I am Denise, an intern at Télécom-Paris. I am currently writing my thesis on Reproducible Builds, working with a research group that has previously assessed reproducibility in ecosystems such as Nix (see their paper here).

Our goal is to perform a similar analysis on the F-Droid ecosystem to assess the reproducibility of Android applications over time. Over the past two months, I have studied the F-Droid documentation and fdroidserver code, performed test builds, and analyzed your archives to extract reproducibility trends.

First, thank you for the amount of data you provide; it has been interesting to explore. Based on my analysis of ~77k app versions present in the index files of your APIs, I have encountered some anomalies that I hope you can clarify:

Missing Data: I could not find reproducibility logs for approximately 43,000 versions. Are these missing due to build failures on your end, or is there another reason? (eg. org.b3log.siyuan has reproducibility checks only for 4 versions of the 58 in the index, and not for the recent ones)
“Ignored” Status: Roughly 10% of found logs are marked as “ignored.” Could you clarify what this status implies? Specifically, I noticed the reason “manually ignored by sudo” and would like to understand the context behind this. (eg. org.breezyweather:60011 is ignored with the message “Manually ignored by sudo: “/sys/devices/system/cpu/””)
Ignored visibility: In the reproducibility status page, not every test marked as ignored is shown even though I could get the log (eg. org.breezyweather:60012). Why some of them are not displayed?
2021/2022 Trends: I noticed a significant decrease in missing data during 2021 and 2022, but a corresponding spike in “ignored” statuses. Was there a specific infrastructure or policy change during this period?
Timestamp Discrepancies: When comparing the verification timestamp against the package added timestamp, some have a “negative delay” (up to 2 years). How is it possible for a test to be recorded so long before the package publication? (eg. com.termux.gui:7 appears to be added in 2025 but tested in 2023)
Double Tests: Packages published before 2021 appear to have two different reproducibility tests. Was this due to the introduction of diffoscope in 2021? Did you rebuild the whole repo to provide diffoscopes? There are also other packages with multiple tests (eg. S.N.A.K.E:1000001 has a gap of couple hours, eu.mirkodi.swatchbeatclock:15 has two-day gap) that have been published after 2021. In these cases, why there have been multiple tests?
Failed Logs: Do you archive logs for failed builds? I would like to compare them against my own failed reproduction attempts.

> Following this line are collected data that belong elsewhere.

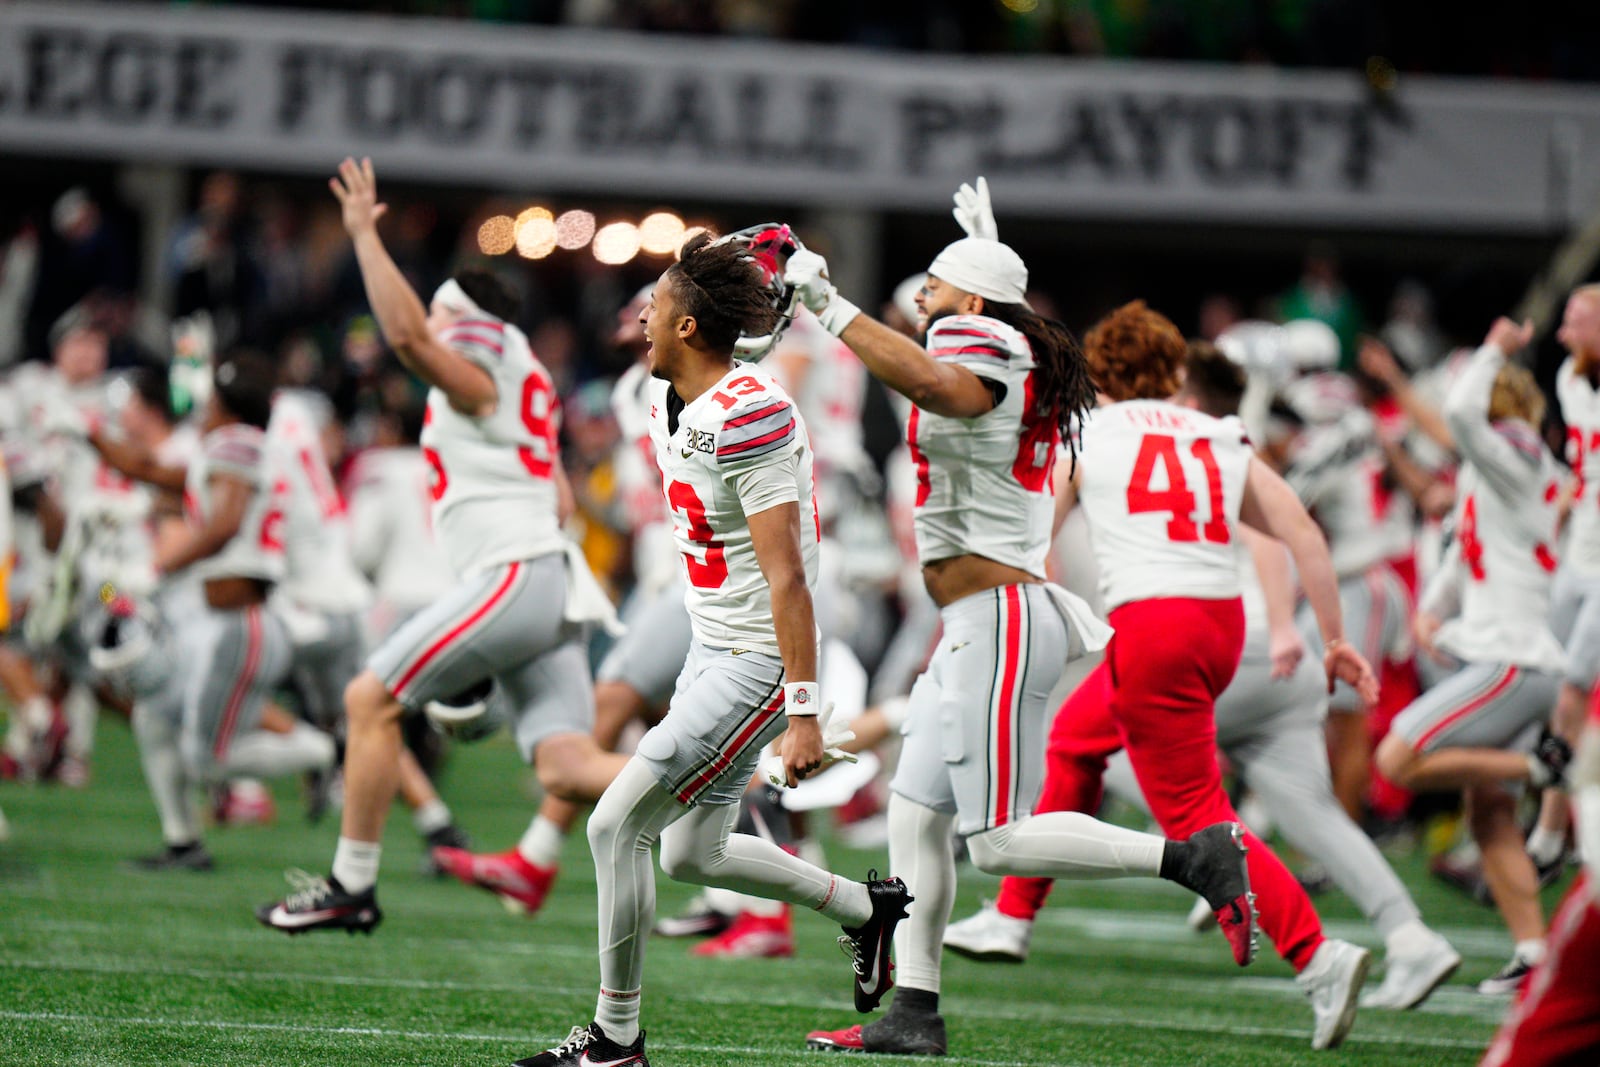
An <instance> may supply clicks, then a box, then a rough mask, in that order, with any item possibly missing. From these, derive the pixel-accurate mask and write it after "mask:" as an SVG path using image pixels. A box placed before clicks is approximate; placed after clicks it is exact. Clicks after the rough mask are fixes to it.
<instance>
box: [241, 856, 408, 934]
mask: <svg viewBox="0 0 1600 1067" xmlns="http://www.w3.org/2000/svg"><path fill="white" fill-rule="evenodd" d="M288 880H290V885H293V886H294V893H291V894H288V896H286V897H283V899H282V901H274V902H272V904H262V905H261V907H258V909H256V918H258V920H259V921H261V923H262V925H264V926H270V928H272V929H282V931H283V933H286V934H302V933H306V931H307V929H344V931H347V933H350V934H354V933H355V931H360V933H363V934H371V933H373V929H376V928H378V923H381V921H384V913H382V912H381V910H379V909H378V894H376V893H374V891H373V889H365V891H362V893H346V891H344V886H341V885H339V881H338V880H336V878H331V877H328V878H318V877H315V875H309V873H306V872H304V870H290V872H288Z"/></svg>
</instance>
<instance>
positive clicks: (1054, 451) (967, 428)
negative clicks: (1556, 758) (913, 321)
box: [789, 216, 1254, 1056]
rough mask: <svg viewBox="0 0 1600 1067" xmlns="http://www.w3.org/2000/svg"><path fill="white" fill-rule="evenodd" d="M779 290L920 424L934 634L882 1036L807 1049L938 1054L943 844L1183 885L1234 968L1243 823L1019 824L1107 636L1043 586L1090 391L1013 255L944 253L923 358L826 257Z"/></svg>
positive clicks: (942, 919)
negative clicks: (1056, 715)
mask: <svg viewBox="0 0 1600 1067" xmlns="http://www.w3.org/2000/svg"><path fill="white" fill-rule="evenodd" d="M958 218H960V216H958ZM989 224H990V226H992V219H989ZM973 229H974V227H973V226H968V232H973ZM789 280H790V282H792V283H794V285H795V286H797V288H798V291H800V296H802V299H803V301H805V304H806V307H810V309H811V312H813V314H816V317H818V318H819V320H821V323H822V325H824V326H826V328H827V330H829V333H832V334H835V336H838V338H842V339H843V341H845V344H848V346H850V347H851V350H854V352H856V355H858V357H861V362H862V363H864V365H866V368H867V371H869V373H870V374H874V376H875V378H877V379H878V381H882V382H883V384H885V386H888V387H890V389H893V390H894V392H899V394H901V395H904V397H907V398H909V400H910V402H912V403H914V405H915V408H914V410H912V413H910V422H909V426H907V435H906V437H907V445H909V448H910V453H912V459H914V462H915V469H917V499H915V534H917V555H918V558H920V560H922V566H923V582H925V584H926V587H928V593H930V595H931V597H933V600H934V601H936V603H938V605H939V611H941V616H942V621H944V637H942V638H941V641H939V648H938V651H936V653H934V654H933V661H931V662H930V664H928V669H926V672H925V673H923V675H922V677H920V678H918V680H917V685H915V686H914V689H912V693H910V704H909V718H907V726H906V744H904V749H902V752H901V761H899V768H898V771H896V774H894V779H893V781H891V784H890V789H891V797H890V805H888V827H890V867H891V869H893V870H896V872H902V873H904V875H906V877H907V878H909V886H910V891H912V893H914V894H915V896H917V899H918V901H920V902H922V904H920V905H918V907H917V910H915V912H914V913H912V918H910V921H909V923H906V925H904V926H901V939H899V942H898V945H896V955H898V966H899V985H901V989H899V993H898V995H896V998H894V1005H893V1006H891V1009H890V1013H888V1014H886V1016H885V1017H883V1019H882V1021H877V1022H874V1024H870V1025H866V1027H861V1025H856V1027H848V1029H845V1030H835V1032H824V1030H818V1032H813V1033H810V1035H808V1037H806V1043H808V1045H810V1046H813V1048H827V1049H845V1051H869V1053H874V1051H877V1053H907V1054H934V1056H938V1054H944V1051H946V1027H944V1017H942V1016H941V1014H939V1011H938V1006H939V977H941V974H939V952H941V942H942V937H944V926H946V923H947V921H949V918H950V905H952V901H954V894H955V862H954V849H952V841H954V833H962V835H963V837H965V838H966V849H968V853H970V856H971V857H973V862H974V864H976V865H978V867H979V869H982V870H987V872H990V873H1030V875H1053V877H1064V878H1115V877H1126V875H1146V877H1163V878H1170V880H1173V881H1178V883H1181V885H1190V886H1195V891H1197V893H1200V894H1202V896H1205V897H1206V899H1208V901H1210V902H1211V904H1213V907H1216V909H1218V910H1226V912H1227V915H1226V925H1227V931H1229V937H1230V941H1232V942H1234V949H1235V958H1237V960H1238V963H1240V965H1243V963H1248V961H1250V957H1251V945H1253V941H1254V909H1253V905H1251V904H1250V901H1248V891H1250V886H1248V878H1246V875H1245V869H1243V862H1242V859H1243V854H1242V848H1240V845H1238V843H1237V840H1235V835H1237V833H1240V827H1238V825H1237V822H1218V824H1216V825H1213V827H1210V829H1205V830H1202V829H1200V827H1195V830H1197V833H1195V837H1192V838H1189V840H1187V841H1171V840H1163V838H1160V837H1154V835H1149V833H1136V832H1133V830H1125V829H1122V827H1114V825H1109V824H1104V822H1098V821H1096V819H1093V817H1090V816H1086V814H1080V813H1050V814H1043V816H1035V817H1029V814H1027V813H1029V811H1030V809H1032V805H1034V800H1035V795H1037V792H1038V782H1040V773H1042V761H1040V760H1038V757H1037V755H1035V753H1038V752H1040V750H1042V747H1043V734H1045V718H1046V713H1048V699H1050V691H1051V688H1053V686H1054V685H1056V680H1058V678H1059V677H1061V672H1062V667H1064V664H1066V662H1067V661H1069V659H1072V657H1075V656H1080V654H1083V651H1085V648H1099V646H1102V645H1104V643H1106V635H1107V632H1106V627H1104V624H1102V622H1099V621H1098V619H1094V616H1093V613H1090V609H1088V606H1086V605H1085V603H1083V601H1082V600H1078V598H1077V597H1072V595H1069V593H1067V592H1066V590H1061V589H1058V587H1053V585H1046V584H1045V581H1043V573H1045V557H1046V553H1048V550H1050V531H1051V515H1053V509H1054V498H1053V493H1051V488H1053V486H1051V474H1053V470H1054V458H1056V448H1058V446H1059V445H1061V442H1062V432H1064V430H1066V427H1067V426H1069V424H1070V422H1072V421H1075V419H1082V416H1083V413H1085V410H1086V408H1088V406H1090V405H1093V402H1094V387H1093V382H1091V381H1090V376H1088V366H1086V365H1085V362H1083V354H1082V352H1080V350H1078V347H1077V342H1075V341H1074V339H1072V336H1070V334H1069V333H1067V330H1066V328H1064V326H1062V325H1061V323H1056V322H1051V320H1046V318H1042V317H1038V315H1035V314H1034V312H1032V310H1029V307H1027V304H1026V299H1024V293H1026V290H1027V267H1026V266H1024V264H1022V259H1021V256H1018V254H1016V251H1013V250H1011V248H1010V246H1006V245H1002V243H1000V242H998V240H994V238H992V237H968V238H965V240H958V242H955V243H954V245H949V246H947V248H946V250H944V251H941V253H939V256H938V258H936V259H934V261H933V264H931V266H930V267H928V278H926V282H925V285H923V288H922V293H920V296H918V301H917V304H918V325H920V326H922V330H923V333H925V336H926V349H923V347H920V346H918V344H917V342H915V341H910V339H909V338H906V336H904V334H901V333H898V331H894V330H891V328H890V326H885V325H883V323H880V322H877V320H874V318H872V317H869V315H864V314H862V312H861V310H859V309H858V307H856V306H854V304H851V302H850V301H846V299H843V298H842V296H840V294H838V290H835V288H834V285H832V283H830V282H829V278H827V264H826V262H824V261H822V258H821V256H818V254H814V253H798V254H797V256H795V258H794V259H792V261H790V264H789Z"/></svg>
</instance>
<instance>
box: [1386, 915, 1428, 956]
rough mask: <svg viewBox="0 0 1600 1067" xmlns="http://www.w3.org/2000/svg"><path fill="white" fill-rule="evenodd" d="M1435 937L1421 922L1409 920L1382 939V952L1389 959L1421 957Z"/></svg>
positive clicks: (1396, 927) (1396, 926) (1412, 919)
mask: <svg viewBox="0 0 1600 1067" xmlns="http://www.w3.org/2000/svg"><path fill="white" fill-rule="evenodd" d="M1437 936H1438V934H1435V933H1434V931H1432V929H1429V928H1427V926H1426V925H1424V923H1422V920H1419V918H1410V920H1406V921H1403V923H1400V925H1398V926H1395V928H1394V929H1390V931H1389V934H1387V936H1386V937H1384V952H1386V953H1387V955H1389V957H1390V958H1394V957H1414V955H1421V953H1422V952H1424V950H1426V949H1427V947H1429V945H1430V944H1434V939H1435V937H1437Z"/></svg>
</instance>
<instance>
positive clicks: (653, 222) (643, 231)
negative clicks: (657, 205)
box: [638, 211, 683, 256]
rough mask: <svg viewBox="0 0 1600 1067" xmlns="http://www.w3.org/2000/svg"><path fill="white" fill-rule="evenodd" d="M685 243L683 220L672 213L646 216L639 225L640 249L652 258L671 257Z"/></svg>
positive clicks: (661, 211)
mask: <svg viewBox="0 0 1600 1067" xmlns="http://www.w3.org/2000/svg"><path fill="white" fill-rule="evenodd" d="M682 243H683V219H680V218H678V216H675V214H672V213H670V211H656V213H653V214H646V216H645V219H643V221H642V222H640V224H638V248H640V250H642V251H646V253H650V254H651V256H670V254H672V253H675V251H677V250H678V245H682Z"/></svg>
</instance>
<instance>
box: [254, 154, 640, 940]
mask: <svg viewBox="0 0 1600 1067" xmlns="http://www.w3.org/2000/svg"><path fill="white" fill-rule="evenodd" d="M330 186H331V187H333V192H334V195H336V197H338V198H339V203H341V205H342V210H344V227H346V230H347V232H349V234H350V238H352V242H354V245H355V256H357V261H358V264H360V267H362V280H363V282H365V283H366V296H368V299H370V301H371V306H373V312H374V314H376V317H378V322H379V326H381V328H382V331H384V336H386V338H387V339H389V344H390V346H392V347H394V349H395V352H397V354H398V357H400V358H402V362H403V363H405V365H406V366H408V368H410V370H411V371H413V373H414V374H416V376H418V378H421V379H422V381H426V382H427V384H429V386H430V392H429V402H427V429H426V430H424V435H422V448H424V454H426V456H427V461H429V466H432V469H434V525H435V530H437V531H438V536H440V541H442V544H443V545H445V553H446V555H448V557H450V561H451V565H453V569H454V571H456V574H458V576H459V579H461V581H459V584H458V585H456V587H454V589H453V590H451V592H450V593H448V595H446V597H443V598H440V600H438V601H435V603H434V605H432V606H430V608H427V609H426V611H421V613H418V614H416V616H413V617H411V619H410V621H408V622H406V624H405V625H402V627H400V629H398V630H395V632H394V633H390V635H389V638H387V640H386V641H384V643H382V645H381V646H379V648H378V651H376V653H373V656H371V659H368V664H366V669H365V670H363V672H362V673H360V675H358V677H357V678H355V680H354V681H352V683H350V685H349V686H347V688H346V693H344V705H346V715H347V721H349V745H347V749H346V760H344V813H342V827H341V837H339V843H338V848H336V851H334V857H333V872H331V877H328V878H315V880H312V881H309V883H307V885H306V886H304V888H301V889H299V891H296V893H293V894H291V896H290V897H288V899H285V901H282V902H277V904H267V905H262V907H261V909H258V912H256V917H258V918H259V920H261V921H262V923H264V925H267V926H272V928H275V929H282V931H285V933H301V931H306V929H363V931H370V929H373V928H374V926H376V925H378V923H379V920H381V918H382V913H381V912H379V910H378V899H376V894H374V885H376V880H378V865H379V854H381V845H379V840H381V837H382V825H384V819H386V817H387V813H389V805H390V801H392V800H394V795H395V789H397V779H398V768H400V717H402V713H403V710H405V709H406V707H411V709H419V707H424V705H426V704H427V702H429V701H438V699H450V697H453V696H456V694H459V693H462V691H466V689H470V688H474V686H477V685H482V683H483V681H485V680H488V678H493V680H494V683H496V685H498V686H499V693H501V697H502V699H506V701H509V704H510V707H512V709H514V712H515V715H517V723H515V733H517V742H518V745H520V747H522V752H523V757H525V758H528V760H530V761H531V763H533V765H534V766H536V769H538V773H539V781H541V782H542V784H544V787H546V789H547V790H550V792H555V793H558V795H563V797H570V798H574V800H594V798H595V797H598V795H600V792H602V790H603V789H605V784H606V782H610V779H611V765H610V763H606V761H605V755H603V753H600V752H598V750H597V749H595V745H594V741H592V739H590V737H589V725H590V720H592V717H594V694H592V689H590V685H589V665H587V657H586V654H584V643H582V640H581V638H582V624H586V622H589V621H603V619H605V617H606V616H608V614H610V603H608V601H606V600H605V593H602V592H600V589H598V585H597V582H595V581H594V576H592V574H590V573H589V568H587V566H586V565H584V561H582V557H579V555H576V550H574V549H570V547H568V542H566V539H565V537H563V536H562V531H560V523H558V518H557V507H558V499H560V494H562V485H560V478H562V469H560V456H557V443H555V442H557V411H555V389H554V384H552V382H550V376H549V373H547V371H546V370H544V366H542V365H541V363H539V360H538V358H536V357H534V354H533V350H531V349H530V347H528V341H526V338H525V336H523V334H522V331H520V330H517V326H514V325H512V323H510V322H509V318H510V317H512V315H515V310H517V307H515V301H514V299H512V298H510V294H509V293H506V290H504V286H501V285H499V283H498V282H496V280H494V278H493V275H488V274H483V272H472V270H464V272H461V274H458V275H456V277H454V278H451V280H450V282H446V283H445V285H442V286H440V288H438V291H437V293H435V294H434V301H432V307H430V309H427V310H424V307H422V302H421V301H419V299H418V298H416V294H414V293H413V291H411V286H410V283H406V280H405V275H402V274H400V269H398V267H397V266H395V262H394V259H390V258H389V253H387V250H386V248H384V245H382V240H381V238H379V237H378V221H379V219H381V218H382V216H384V213H386V211H387V206H386V205H382V203H378V187H376V179H374V176H373V165H371V162H370V160H363V162H362V163H357V162H354V160H346V162H344V163H342V165H341V166H339V176H338V178H334V179H331V181H330Z"/></svg>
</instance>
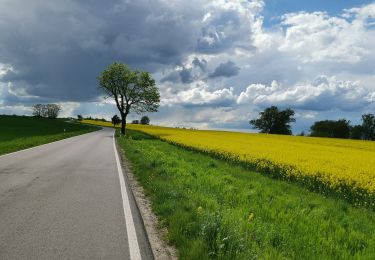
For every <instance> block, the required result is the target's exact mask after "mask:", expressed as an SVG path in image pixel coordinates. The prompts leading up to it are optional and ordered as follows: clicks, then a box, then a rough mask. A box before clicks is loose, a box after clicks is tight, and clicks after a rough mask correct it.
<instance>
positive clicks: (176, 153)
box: [118, 130, 375, 259]
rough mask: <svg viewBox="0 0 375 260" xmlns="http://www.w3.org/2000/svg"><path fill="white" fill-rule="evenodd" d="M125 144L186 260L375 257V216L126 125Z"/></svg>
mask: <svg viewBox="0 0 375 260" xmlns="http://www.w3.org/2000/svg"><path fill="white" fill-rule="evenodd" d="M118 140H119V143H120V145H121V147H122V148H123V149H124V151H125V154H126V156H127V158H128V159H129V160H130V161H131V162H132V165H133V170H134V172H135V175H136V177H137V179H138V180H139V181H140V183H141V184H142V185H143V187H144V188H145V190H146V193H147V195H148V196H149V198H150V199H151V201H152V205H153V209H154V211H155V212H156V214H157V215H158V216H159V218H160V219H161V223H162V225H163V226H166V227H167V228H168V230H169V237H168V240H169V242H170V243H172V244H174V245H175V246H176V247H177V248H178V250H179V255H180V258H181V259H287V258H288V259H374V258H375V236H374V234H375V233H374V232H375V214H374V212H373V211H372V210H369V209H365V208H357V207H354V206H352V205H351V204H348V203H347V202H345V201H343V200H341V199H335V198H327V197H324V196H322V195H319V194H317V193H313V192H310V191H308V190H306V189H304V188H301V187H299V186H297V185H293V184H290V183H287V182H283V181H278V180H275V179H270V178H267V177H265V176H262V175H260V174H258V173H256V172H253V171H251V170H249V169H246V168H244V167H242V166H240V165H238V164H235V163H231V162H227V161H223V160H219V159H215V158H213V157H210V156H208V155H205V154H201V153H197V152H194V151H189V150H186V149H183V148H181V147H177V146H174V145H171V144H168V143H166V142H162V141H160V140H158V139H153V138H151V137H150V136H147V135H145V134H142V133H139V132H135V131H131V130H128V138H125V137H119V139H118Z"/></svg>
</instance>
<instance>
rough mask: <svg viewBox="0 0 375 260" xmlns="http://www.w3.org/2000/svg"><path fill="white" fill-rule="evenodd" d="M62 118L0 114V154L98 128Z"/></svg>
mask: <svg viewBox="0 0 375 260" xmlns="http://www.w3.org/2000/svg"><path fill="white" fill-rule="evenodd" d="M98 129H99V128H98V127H95V126H88V125H81V124H73V123H69V122H66V121H65V120H62V119H46V118H36V117H28V116H5V115H0V154H5V153H10V152H14V151H18V150H22V149H26V148H29V147H33V146H36V145H41V144H45V143H49V142H53V141H57V140H60V139H64V138H68V137H72V136H75V135H80V134H84V133H88V132H91V131H95V130H98Z"/></svg>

Finally, regarding infrastructure: my work involves setting up a rebuild environment using an OpenStack backend. I have modified fdroidserver to support OpenStack and I am developing an orchestrator for parallel builds. I would be happy to hear any suggestions you might have on the process and answer your questions.

Thank you for your time.

system · March 7, 2026, 2:05pm

This topic was automatically closed 60 days after the last reply. New replies are no longer allowed.